Entrada la noche, y sosegado ya del miedo que me causó Gracián, tuve mayor prueba del restablecimiento de mi memoria. Fue para mí sorpresa y confusión grandes verme cómo estaba vestido. Hasta entonces no había caído yo en la cuenta de que llevaba un chaquetón holgado y vetusto, en vez de la levita que saqué de mi casa, y de que en lugar de mi sombrero llevaba una gorra de cuartel. Pantalones y chaleco eran los mismos de mi anterior vestimenta, y conservaba el reloj y dinero; pero mis botas de caña, por arte de magia, se habían convertido en zapatos de orillo, blandos y feos. Lo peor de todo fue que mi escudero no supo darme razón de aquel cambio de ropa. ¿Me había mudado en mis horas de máquina inconsciente, o me transformaron los demonios? Ruy no lo sabía, lo que me probaba que él también había tenido eclipses de la memoria y del conocimiento. La mejor prueba de que mi cerebro recobraba su normalidad, la tuve oyendo cuanto se decía de los acontecimientos de carácter público, y asimilándome aquellas referencias, apuntes que pronto habían de ser páginas históricas. La lucha en las calles se había suspendido. En la tregua fraternizaban pueblo y tropa. ¿Qué Gobierno había? Lo ignorábamos. Sabíamos que una Junta magna tomaba sobre sí la obra de pacificación... Entre los nombres que oí, se estamparon en mi mente con vigor y claridad los de Sevillano, Vega Armijo, don Joaquín Aguirre, Fernández de los Ríos y el general San Miguel. Ya estaban en negociaciones la Junta y Palacio... ya se vislumbraba la paz; el triunfo del Pueblo era evidente. Se contaban maravillas del arrojo y constancia de los patriotas en las barricadas de la calle de la Montera, en la confluencia de las calles de San Miguel y Caballero de Gracia, en las Cuatro Calles, plaza de las Cortes... Las tropas que Córdova tenía en la zona de Palacio no habían podido comunicarse con las que ocupaban el Prado y Recoletos... Entre todas las barricadas, la más ineficaz había sido la nuestra, calle de Toledo, y conceptuándola disparate estratégico, Gracián había mandado abandonarla. Esta noticia me llenó de confusión. ¿Dónde me había batido yo? ¿Dónde tuvieron su teatro mis estupendas hazañas?... Mas ¿cómo habíamos de dilucidar este obscuro punto, si Clío, que todo lo sabe, ignoraba en qué lugar se habían separado de mi cuerpo mis botas y mi levita?

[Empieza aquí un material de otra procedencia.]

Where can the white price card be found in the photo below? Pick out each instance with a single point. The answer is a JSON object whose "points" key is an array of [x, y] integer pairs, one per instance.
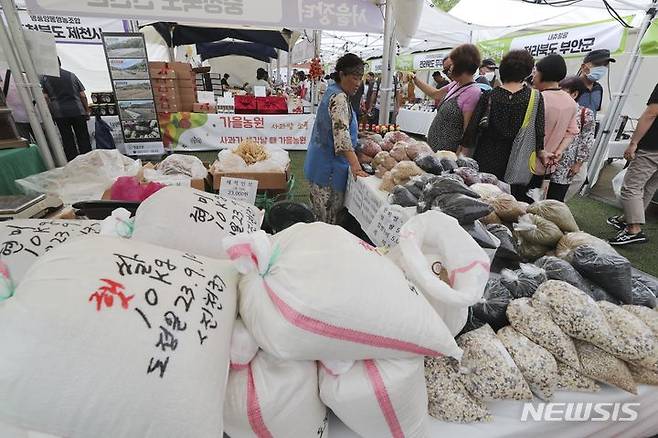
{"points": [[239, 189]]}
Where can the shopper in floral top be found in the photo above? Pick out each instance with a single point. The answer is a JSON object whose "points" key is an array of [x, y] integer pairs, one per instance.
{"points": [[577, 153], [331, 159]]}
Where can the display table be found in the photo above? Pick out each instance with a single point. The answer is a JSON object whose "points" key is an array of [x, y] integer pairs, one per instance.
{"points": [[415, 122], [202, 132], [16, 164], [507, 419]]}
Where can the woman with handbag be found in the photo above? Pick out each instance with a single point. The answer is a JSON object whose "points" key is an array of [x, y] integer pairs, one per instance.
{"points": [[510, 125]]}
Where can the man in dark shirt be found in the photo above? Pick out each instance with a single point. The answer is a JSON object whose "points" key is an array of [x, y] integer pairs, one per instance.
{"points": [[641, 180], [594, 68], [70, 110]]}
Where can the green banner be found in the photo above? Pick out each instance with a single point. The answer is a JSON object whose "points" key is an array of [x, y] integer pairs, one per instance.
{"points": [[649, 44]]}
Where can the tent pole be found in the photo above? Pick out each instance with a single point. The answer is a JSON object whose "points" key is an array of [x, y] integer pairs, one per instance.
{"points": [[387, 74], [611, 119], [23, 54], [21, 88]]}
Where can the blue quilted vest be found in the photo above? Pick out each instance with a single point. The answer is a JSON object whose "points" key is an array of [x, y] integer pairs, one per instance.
{"points": [[323, 166]]}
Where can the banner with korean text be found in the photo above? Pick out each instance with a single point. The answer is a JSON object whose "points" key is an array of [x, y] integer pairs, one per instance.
{"points": [[199, 132]]}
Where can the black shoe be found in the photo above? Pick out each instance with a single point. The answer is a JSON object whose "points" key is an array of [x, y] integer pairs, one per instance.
{"points": [[626, 238], [617, 222]]}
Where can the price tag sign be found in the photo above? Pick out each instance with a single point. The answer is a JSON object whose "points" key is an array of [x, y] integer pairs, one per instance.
{"points": [[239, 189]]}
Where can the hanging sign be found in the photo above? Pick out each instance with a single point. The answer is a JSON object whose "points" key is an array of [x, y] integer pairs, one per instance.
{"points": [[574, 41], [346, 15], [128, 66]]}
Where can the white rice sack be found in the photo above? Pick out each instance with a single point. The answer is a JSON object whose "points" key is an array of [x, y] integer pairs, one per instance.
{"points": [[632, 339], [316, 292], [119, 339], [448, 398], [190, 220], [569, 379], [487, 370], [22, 241], [427, 245], [540, 328], [604, 367], [270, 397], [575, 312], [537, 365], [379, 398]]}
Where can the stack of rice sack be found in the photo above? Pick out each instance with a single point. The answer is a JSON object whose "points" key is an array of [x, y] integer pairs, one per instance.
{"points": [[368, 330]]}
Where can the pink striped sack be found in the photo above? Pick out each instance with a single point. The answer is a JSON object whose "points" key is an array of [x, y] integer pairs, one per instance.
{"points": [[316, 292], [267, 397], [378, 398], [434, 242]]}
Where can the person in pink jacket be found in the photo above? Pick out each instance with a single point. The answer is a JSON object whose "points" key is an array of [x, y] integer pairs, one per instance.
{"points": [[560, 115]]}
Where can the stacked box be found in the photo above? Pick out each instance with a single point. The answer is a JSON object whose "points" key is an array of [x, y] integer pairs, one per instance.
{"points": [[174, 86]]}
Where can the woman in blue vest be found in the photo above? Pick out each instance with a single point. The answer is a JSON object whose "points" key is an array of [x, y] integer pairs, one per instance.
{"points": [[331, 158]]}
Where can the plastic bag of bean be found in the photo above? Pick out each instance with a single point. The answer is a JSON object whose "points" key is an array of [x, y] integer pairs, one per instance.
{"points": [[507, 248], [537, 230], [556, 212], [524, 281], [558, 269], [506, 207], [492, 309], [468, 162], [402, 197], [462, 207], [643, 294], [469, 175], [610, 271], [487, 370], [399, 151], [541, 329], [632, 339], [537, 364], [569, 379], [448, 399], [430, 164], [575, 312], [604, 367]]}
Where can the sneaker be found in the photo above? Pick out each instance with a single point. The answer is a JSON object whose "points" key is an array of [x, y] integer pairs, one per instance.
{"points": [[617, 222], [626, 238]]}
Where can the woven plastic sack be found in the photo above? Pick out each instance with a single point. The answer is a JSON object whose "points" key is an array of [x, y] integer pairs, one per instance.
{"points": [[604, 367], [296, 311], [426, 246], [540, 328], [556, 212], [190, 220], [537, 364], [571, 241], [537, 231], [22, 241], [448, 399], [378, 398], [492, 308], [506, 207], [610, 271], [126, 326], [487, 370], [523, 282], [558, 269], [575, 312], [273, 397]]}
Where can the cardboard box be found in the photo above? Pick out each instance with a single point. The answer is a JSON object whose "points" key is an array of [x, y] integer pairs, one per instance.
{"points": [[207, 108], [158, 83], [267, 181]]}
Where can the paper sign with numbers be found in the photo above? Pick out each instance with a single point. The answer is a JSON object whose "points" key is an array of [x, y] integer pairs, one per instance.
{"points": [[239, 189]]}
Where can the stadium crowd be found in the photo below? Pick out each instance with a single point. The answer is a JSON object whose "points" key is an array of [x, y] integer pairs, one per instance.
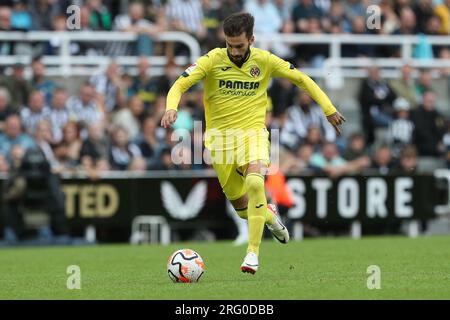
{"points": [[113, 121]]}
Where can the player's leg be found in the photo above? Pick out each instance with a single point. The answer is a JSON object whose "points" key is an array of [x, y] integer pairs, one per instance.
{"points": [[257, 203], [256, 212]]}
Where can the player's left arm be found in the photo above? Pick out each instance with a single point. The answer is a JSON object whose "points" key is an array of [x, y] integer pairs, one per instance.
{"points": [[284, 69]]}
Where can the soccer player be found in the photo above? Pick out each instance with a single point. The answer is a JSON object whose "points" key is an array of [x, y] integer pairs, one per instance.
{"points": [[235, 98]]}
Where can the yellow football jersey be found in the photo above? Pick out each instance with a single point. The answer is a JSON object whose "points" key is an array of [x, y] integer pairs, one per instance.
{"points": [[236, 97]]}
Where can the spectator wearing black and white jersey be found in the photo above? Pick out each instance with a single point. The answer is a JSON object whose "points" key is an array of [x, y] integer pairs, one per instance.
{"points": [[429, 127], [401, 129], [94, 150], [35, 112], [135, 22], [299, 118], [186, 16], [123, 152], [85, 107], [5, 108], [43, 138], [59, 113], [40, 82], [130, 118], [109, 86]]}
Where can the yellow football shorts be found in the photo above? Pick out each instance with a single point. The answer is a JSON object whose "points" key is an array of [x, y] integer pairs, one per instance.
{"points": [[231, 164]]}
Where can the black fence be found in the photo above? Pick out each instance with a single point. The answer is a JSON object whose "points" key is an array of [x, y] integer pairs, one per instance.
{"points": [[196, 202]]}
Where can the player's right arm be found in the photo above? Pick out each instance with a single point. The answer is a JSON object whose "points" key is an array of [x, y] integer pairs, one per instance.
{"points": [[282, 68], [190, 76]]}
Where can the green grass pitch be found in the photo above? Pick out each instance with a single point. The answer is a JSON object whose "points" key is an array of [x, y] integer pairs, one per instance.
{"points": [[325, 268]]}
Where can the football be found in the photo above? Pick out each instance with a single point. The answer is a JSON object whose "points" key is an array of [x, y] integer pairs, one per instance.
{"points": [[185, 265]]}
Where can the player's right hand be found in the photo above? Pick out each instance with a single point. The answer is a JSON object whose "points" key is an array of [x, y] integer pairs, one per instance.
{"points": [[169, 118]]}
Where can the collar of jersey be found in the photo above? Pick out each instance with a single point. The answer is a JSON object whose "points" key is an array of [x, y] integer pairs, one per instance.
{"points": [[245, 60]]}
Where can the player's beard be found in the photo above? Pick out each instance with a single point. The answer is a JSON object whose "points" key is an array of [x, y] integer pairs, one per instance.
{"points": [[239, 60]]}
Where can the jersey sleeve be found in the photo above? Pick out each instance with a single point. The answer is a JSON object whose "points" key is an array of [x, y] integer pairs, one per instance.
{"points": [[284, 69], [195, 73]]}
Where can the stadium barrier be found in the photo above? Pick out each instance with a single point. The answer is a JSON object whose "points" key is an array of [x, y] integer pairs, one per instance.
{"points": [[335, 66], [193, 201], [66, 65]]}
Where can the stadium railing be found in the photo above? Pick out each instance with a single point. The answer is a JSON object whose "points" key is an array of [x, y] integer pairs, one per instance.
{"points": [[335, 65], [68, 65]]}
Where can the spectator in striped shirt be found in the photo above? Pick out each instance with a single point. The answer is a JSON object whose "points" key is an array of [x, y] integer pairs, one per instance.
{"points": [[109, 85], [59, 114], [40, 82], [86, 108], [36, 111], [186, 16], [122, 152]]}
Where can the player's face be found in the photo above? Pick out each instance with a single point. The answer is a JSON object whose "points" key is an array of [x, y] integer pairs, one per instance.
{"points": [[238, 47]]}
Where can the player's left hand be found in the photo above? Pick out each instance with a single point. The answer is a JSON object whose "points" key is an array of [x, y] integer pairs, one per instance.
{"points": [[336, 120]]}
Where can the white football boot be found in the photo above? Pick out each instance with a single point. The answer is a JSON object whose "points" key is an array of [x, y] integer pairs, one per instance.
{"points": [[278, 229], [250, 264]]}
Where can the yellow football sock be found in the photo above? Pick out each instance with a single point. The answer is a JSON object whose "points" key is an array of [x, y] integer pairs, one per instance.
{"points": [[257, 210], [242, 213]]}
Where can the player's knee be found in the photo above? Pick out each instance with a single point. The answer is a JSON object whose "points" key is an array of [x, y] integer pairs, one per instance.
{"points": [[242, 214], [254, 184]]}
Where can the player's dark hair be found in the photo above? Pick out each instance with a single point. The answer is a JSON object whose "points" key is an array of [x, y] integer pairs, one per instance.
{"points": [[237, 23]]}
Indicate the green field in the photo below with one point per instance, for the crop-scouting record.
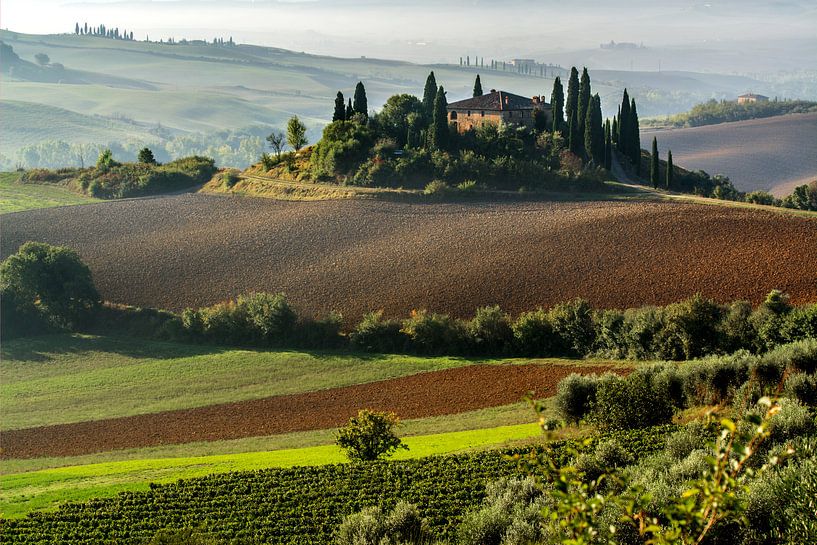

Muertos vi en gran número en la calle Imperial, Atocha y entrada de la de Carretas. Heridos transportamos al Fiel Contraste; y hallándome en esta operación, tuve el sentimiento de acompañar en sus últimas al bueno de Erasmo Gamoneda. El pobrecito me pidió agua: se la di de un botijo que pasaba de mano en mano y de boca en boca; bebió con ansia. Parecía sentir alivio del escozor de sus heridas, que eran tremendas: un agujero en la clavícula derecha; en el vacío del mismo lado, otro que le pasaba de parte a parte; la cabeza rota, una mano casi deshecha. Mirándome agradecido, me dijo con sencillez y satisfacción tranquila, como si se alabara de terminar felizmente una partida de obleas: «Hemos ganado. Bien, bien... Milicia Nacional: bien... Yo artillero...». Y repitiendo el bien, bien, yo artillero, estiró piernas y brazos, y abriendo la boca en todo su grandor, entregó el alma.